Minimum wage compromise reached in New Hampshire Legislature

But hospitality group opposes House-Senate conferees’ agreement

New Hampshire House and Senate conferees reached an agreement Wednesday on increasing the hourly minimum wage without the provision for tipped workers that the hospitality industry was seeking.

“We are going to ask the governor to veto this,” said Henry Veilleux, a lobbyist for the New Hampshire Lodging and Restaurant Association. “We wouldn’t have under the Senate version.”

The tipped wage was the main difference between the versions of Senate Bill 10, both of which would increase the minimum wage from the current $7.25 an hour to $10 next year and $12 in 2022. (The conferees also cut out a provision that would have lowered the minimum to $11 an hour for employers that offer paid sick days.)

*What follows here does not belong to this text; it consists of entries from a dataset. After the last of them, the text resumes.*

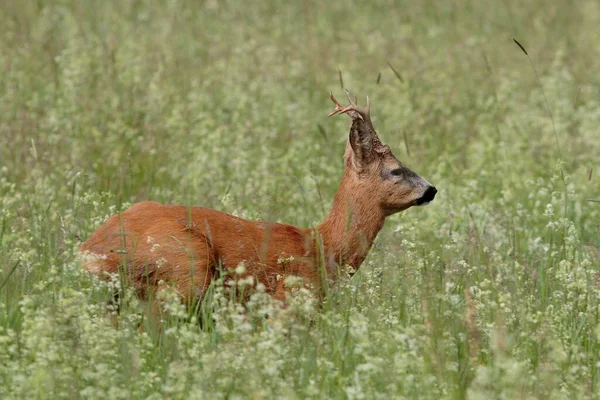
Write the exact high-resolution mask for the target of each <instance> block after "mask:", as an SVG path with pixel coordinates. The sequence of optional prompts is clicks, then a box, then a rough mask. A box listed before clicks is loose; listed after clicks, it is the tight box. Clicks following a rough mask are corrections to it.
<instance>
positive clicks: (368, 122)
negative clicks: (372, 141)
mask: <svg viewBox="0 0 600 400" xmlns="http://www.w3.org/2000/svg"><path fill="white" fill-rule="evenodd" d="M346 97H347V98H348V101H349V102H350V105H349V106H347V107H344V106H343V105H341V104H340V102H339V101H337V100H336V98H335V97H334V96H333V93H330V94H329V98H330V99H331V101H333V104H335V108H334V109H333V111H332V112H330V113H329V116H330V117H331V116H332V115H336V114H344V113H346V114H348V115H349V116H350V118H352V123H353V124H354V123H355V122H357V121H361V125H362V126H363V128H362V129H366V131H367V132H369V134H370V135H371V136H372V137H373V145H374V146H375V148H376V149H384V150H385V149H386V146H384V145H383V143H381V140H380V139H379V137H378V136H377V132H375V128H373V124H372V122H371V101H370V100H369V96H367V106H366V107H359V106H358V104H357V102H356V97H354V99H352V96H350V92H349V91H348V90H346Z"/></svg>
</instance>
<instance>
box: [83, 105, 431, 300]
mask: <svg viewBox="0 0 600 400" xmlns="http://www.w3.org/2000/svg"><path fill="white" fill-rule="evenodd" d="M332 100H334V102H335V103H336V104H338V106H337V107H338V108H339V107H341V106H339V103H337V102H336V101H335V99H334V98H333V97H332ZM341 111H342V112H347V111H344V110H341ZM348 114H349V115H350V116H351V118H352V120H353V126H352V128H351V131H350V137H349V141H348V144H347V146H346V153H345V156H344V157H345V160H346V169H345V172H344V175H343V177H342V180H341V182H340V186H339V189H338V192H337V194H336V196H335V199H334V202H333V207H332V210H331V212H330V213H329V215H328V216H327V218H326V219H325V220H324V221H323V222H322V223H321V224H320V225H318V226H317V227H315V228H309V229H304V228H297V227H294V226H291V225H286V224H279V223H269V222H260V221H248V220H245V219H242V218H238V217H235V216H232V215H229V214H225V213H222V212H219V211H215V210H211V209H207V208H201V207H185V206H179V205H162V204H159V203H155V202H142V203H137V204H134V205H133V206H132V207H131V208H129V209H128V210H126V211H124V212H122V213H121V214H118V215H115V216H112V217H111V218H109V219H108V220H107V221H106V222H105V223H104V224H103V225H102V226H101V227H100V228H98V230H96V231H95V232H94V233H93V234H92V236H91V237H90V238H89V239H88V240H87V241H86V242H85V243H84V244H83V246H82V247H81V249H80V250H81V252H82V253H84V254H86V259H85V266H86V268H87V269H88V270H89V271H90V272H91V273H94V274H97V275H100V276H107V273H108V274H116V273H119V272H125V274H126V276H127V277H129V279H130V280H131V282H132V283H133V285H134V286H135V287H136V288H137V289H138V290H139V291H140V292H141V294H142V296H145V295H146V294H147V292H148V290H150V291H153V290H157V289H160V286H161V285H163V284H164V285H174V286H175V288H176V289H177V291H178V292H179V294H180V295H181V296H182V297H183V298H184V299H185V300H194V299H202V297H203V296H204V294H205V292H206V289H207V288H208V286H209V284H210V282H211V280H212V279H213V278H215V276H216V275H217V274H218V268H219V267H221V268H223V269H224V270H234V269H235V268H236V267H237V266H238V265H240V264H242V263H243V264H244V265H245V267H246V272H245V275H251V276H253V277H254V278H255V280H256V281H257V282H260V283H262V284H263V285H264V286H265V289H266V291H267V292H268V293H270V294H272V295H273V296H274V297H275V298H277V299H279V300H284V298H285V293H286V288H285V283H284V282H285V279H284V278H285V277H286V276H289V275H294V276H299V277H302V278H303V279H304V282H305V284H307V285H311V286H313V287H316V288H322V287H323V285H325V284H327V281H332V280H335V279H336V278H337V276H338V274H339V271H340V267H345V266H350V267H352V268H353V269H354V270H357V269H358V268H359V267H360V265H361V264H362V262H363V261H364V259H365V257H366V256H367V253H368V252H369V249H370V248H371V245H372V244H373V241H374V240H375V237H376V236H377V233H378V232H379V231H380V230H381V228H382V227H383V223H384V219H385V217H386V216H388V215H391V214H393V213H396V212H399V211H402V210H404V209H406V208H409V207H411V206H412V205H414V204H415V203H416V202H417V200H418V199H419V198H420V197H421V196H423V193H424V191H425V190H426V189H427V188H428V187H430V185H429V184H428V183H427V182H426V181H424V180H423V179H422V178H419V177H418V176H417V175H416V174H414V172H412V171H410V170H409V169H408V168H406V167H405V166H403V165H402V164H401V163H400V162H399V161H398V160H397V159H396V158H395V157H394V155H393V154H392V153H391V151H390V150H389V147H387V146H385V145H383V144H382V143H381V141H380V140H379V138H378V137H377V135H376V133H375V131H374V129H373V128H372V125H371V123H370V118H368V117H369V116H368V111H367V114H365V113H362V110H359V109H352V110H350V112H348ZM359 114H360V115H359ZM363 116H364V117H365V118H362V117H363ZM392 169H401V170H402V171H406V172H405V173H406V178H405V179H400V177H397V176H394V177H389V178H385V176H388V175H389V173H388V172H386V171H390V170H392ZM386 174H387V175H386ZM411 174H412V175H411ZM415 177H416V178H415ZM392 178H393V179H392ZM409 178H410V179H409ZM417 178H418V179H417Z"/></svg>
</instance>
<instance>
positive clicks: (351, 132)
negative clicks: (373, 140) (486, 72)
mask: <svg viewBox="0 0 600 400" xmlns="http://www.w3.org/2000/svg"><path fill="white" fill-rule="evenodd" d="M366 128H367V127H366V126H365V122H364V121H362V120H360V119H357V120H354V121H353V122H352V127H351V128H350V135H349V137H348V142H349V143H350V147H352V153H353V154H352V161H353V163H354V165H356V166H357V167H364V166H366V165H368V164H369V163H370V162H371V161H373V158H374V155H373V136H372V135H371V132H370V131H369V130H368V129H366Z"/></svg>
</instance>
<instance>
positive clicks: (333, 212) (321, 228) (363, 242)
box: [316, 175, 385, 272]
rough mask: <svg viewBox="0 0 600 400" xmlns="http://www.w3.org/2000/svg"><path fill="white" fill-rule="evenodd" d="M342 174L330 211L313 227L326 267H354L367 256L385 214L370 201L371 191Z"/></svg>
mask: <svg viewBox="0 0 600 400" xmlns="http://www.w3.org/2000/svg"><path fill="white" fill-rule="evenodd" d="M350 180H351V179H350V178H349V177H348V175H344V177H343V178H342V182H341V183H340V187H339V189H338V191H337V193H336V195H335V198H334V200H333V207H332V209H331V212H330V213H329V215H328V216H327V218H325V220H324V221H323V222H322V223H321V224H320V225H318V226H317V227H316V230H317V232H318V233H319V235H320V238H321V240H322V244H323V250H324V257H325V260H324V261H325V262H326V265H327V269H328V270H329V271H330V272H333V271H332V269H334V268H336V269H337V267H338V266H345V265H350V266H351V267H352V268H353V269H354V270H357V269H358V268H359V267H360V265H361V264H362V262H363V261H364V259H365V257H366V256H367V254H368V252H369V250H370V249H371V246H372V245H373V241H374V240H375V237H377V233H379V231H380V230H381V228H382V227H383V223H384V219H385V215H384V213H383V211H382V210H381V209H380V207H379V205H378V204H373V201H372V196H371V193H365V192H361V191H360V190H356V188H355V187H354V186H355V185H351V184H349V183H350Z"/></svg>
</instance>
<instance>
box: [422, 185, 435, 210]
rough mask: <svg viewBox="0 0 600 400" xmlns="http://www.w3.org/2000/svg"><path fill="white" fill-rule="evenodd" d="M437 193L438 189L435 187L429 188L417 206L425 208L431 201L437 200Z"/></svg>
mask: <svg viewBox="0 0 600 400" xmlns="http://www.w3.org/2000/svg"><path fill="white" fill-rule="evenodd" d="M436 193H437V189H436V188H435V186H429V187H428V188H427V190H426V191H425V193H424V194H423V196H421V198H420V199H418V200H417V205H419V206H424V205H425V204H428V203H429V202H430V201H431V200H433V199H434V198H435V194H436Z"/></svg>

The Senate version would have fixed the tipped wage at $4 an hour. The House version would have upped it from 45 to 50 percent of the minimum wage. At the end, conferees agreed to stick with 45 percent, which would bring the tipped wage to $4.50 in 2020 and $5.40 in 2022.

The compromise also would require employers to ensure that those tipped employees who fall short of the minimum wage be guaranteed $12 an hour by employers, even during the two years when the minimum wage is $10 an hour.

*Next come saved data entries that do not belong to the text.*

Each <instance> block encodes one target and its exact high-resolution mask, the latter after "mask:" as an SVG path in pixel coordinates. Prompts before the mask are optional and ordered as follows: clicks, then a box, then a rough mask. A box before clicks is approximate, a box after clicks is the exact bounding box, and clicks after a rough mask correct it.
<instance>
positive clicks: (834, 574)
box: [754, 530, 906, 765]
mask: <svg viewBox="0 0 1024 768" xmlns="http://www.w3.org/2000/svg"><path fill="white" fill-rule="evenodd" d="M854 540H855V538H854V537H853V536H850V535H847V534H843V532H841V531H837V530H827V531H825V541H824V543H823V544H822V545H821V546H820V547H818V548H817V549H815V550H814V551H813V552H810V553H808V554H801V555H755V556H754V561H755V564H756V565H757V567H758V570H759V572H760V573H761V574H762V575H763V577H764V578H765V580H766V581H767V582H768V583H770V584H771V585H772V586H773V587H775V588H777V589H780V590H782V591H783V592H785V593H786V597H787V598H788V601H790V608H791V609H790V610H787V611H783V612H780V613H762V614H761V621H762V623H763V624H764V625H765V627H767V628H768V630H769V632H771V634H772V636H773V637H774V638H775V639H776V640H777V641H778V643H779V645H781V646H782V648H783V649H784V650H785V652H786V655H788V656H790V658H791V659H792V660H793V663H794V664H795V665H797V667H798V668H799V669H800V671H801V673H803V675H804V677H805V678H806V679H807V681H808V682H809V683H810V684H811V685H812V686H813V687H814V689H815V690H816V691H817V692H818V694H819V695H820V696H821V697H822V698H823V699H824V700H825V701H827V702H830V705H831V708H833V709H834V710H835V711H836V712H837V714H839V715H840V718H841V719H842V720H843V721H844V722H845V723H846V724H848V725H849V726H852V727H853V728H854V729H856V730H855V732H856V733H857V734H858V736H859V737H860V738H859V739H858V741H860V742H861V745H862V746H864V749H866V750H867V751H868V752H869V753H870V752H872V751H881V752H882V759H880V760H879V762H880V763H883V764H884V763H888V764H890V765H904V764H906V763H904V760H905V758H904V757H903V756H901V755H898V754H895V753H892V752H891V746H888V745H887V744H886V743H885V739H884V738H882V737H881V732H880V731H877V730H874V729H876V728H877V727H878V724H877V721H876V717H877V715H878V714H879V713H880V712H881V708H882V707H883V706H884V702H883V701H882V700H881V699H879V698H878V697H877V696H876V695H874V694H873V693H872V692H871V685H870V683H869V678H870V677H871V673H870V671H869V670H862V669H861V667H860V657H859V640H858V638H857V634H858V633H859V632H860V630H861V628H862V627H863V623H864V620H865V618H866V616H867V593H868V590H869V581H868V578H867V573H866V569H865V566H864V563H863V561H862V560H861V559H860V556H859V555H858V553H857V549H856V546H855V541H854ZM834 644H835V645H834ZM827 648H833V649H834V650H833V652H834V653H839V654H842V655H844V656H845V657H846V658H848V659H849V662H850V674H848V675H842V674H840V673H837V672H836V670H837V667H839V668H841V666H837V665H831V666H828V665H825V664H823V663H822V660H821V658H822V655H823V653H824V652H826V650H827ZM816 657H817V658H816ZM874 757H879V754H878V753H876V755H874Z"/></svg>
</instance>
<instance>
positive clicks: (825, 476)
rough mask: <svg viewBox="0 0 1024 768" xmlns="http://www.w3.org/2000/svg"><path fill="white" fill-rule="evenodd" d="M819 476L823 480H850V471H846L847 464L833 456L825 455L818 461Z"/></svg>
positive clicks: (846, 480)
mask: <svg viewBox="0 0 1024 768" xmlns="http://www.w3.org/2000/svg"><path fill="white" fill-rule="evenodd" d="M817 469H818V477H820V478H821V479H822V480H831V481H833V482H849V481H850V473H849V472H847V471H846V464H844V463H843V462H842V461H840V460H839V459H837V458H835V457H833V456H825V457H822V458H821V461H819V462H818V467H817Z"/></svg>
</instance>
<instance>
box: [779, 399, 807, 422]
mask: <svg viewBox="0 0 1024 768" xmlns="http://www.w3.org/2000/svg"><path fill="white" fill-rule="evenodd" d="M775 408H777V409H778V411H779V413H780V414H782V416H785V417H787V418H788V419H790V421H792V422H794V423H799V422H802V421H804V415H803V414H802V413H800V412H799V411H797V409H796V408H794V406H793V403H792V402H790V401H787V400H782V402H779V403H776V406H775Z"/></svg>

New Hampshire currently doesn’t have a minimum wage, so it defaults to the federal minimum of $7.25 an hour. Some 22 other states have either defaulted or set the wage at that rate, but none are in New England. Pennsylvania is the closest state that pays $7.25, and it too is considering an increase. The minimum wages in Vermont ($10.78), Maine ($11) and Massachusetts ($12) are all due to go up next year.

There was not much opposition from businesses to increasing the minimum wage, but there was concern over the tipped wage. Employers argued that tipped workers usually earn more, sometimes much more, than $12 an hour.

The Senate appeared to buy that agreement, setting a fixed tipped wage, though giving tipped workers – who may not make that much in tips – a little boost so they would at least make $12 an hour right away.

“My concern was helping those at the lower end of the compensation scale,” said Senate President Donna Soucy, D-Manchester, sponsor of SB 10 and leader of the Senate conferees. “And when it comes to tipped employees, the servers tend to make more than the hourly cooks.”

But House conferees didn’t buy that.

“I haven’t heard anyone say that servers are overpaid. We should give them something that will advance proportionally with the minimum wage,” said Rep. Brian Sullivan, D- Grantham, chair of the House labor committee.

The Senate gave in first, agreeing to abandon the fixed-wage position but negotiate on percentage. The House went down to 45 percent. The Senate wanted it to go down further, but the House refused to. The Senate concurred, as long as it included the “safety net” provision that would boost the minimum wage of tipped workers to “at least $12 an hour.

This compromise, however, did not satisfy Veilleux. “The problem of keeping it at 45 percent is it perpetuates that the highest paid will get more out of the bill then the lowest paid.”

Gov. Chris Sununu has said he opposes a minimum wage increase, so it is doubtful that he will sign the compromise, but he has not yet said he would veto it. A third possibility is that he would let it become law without his signature.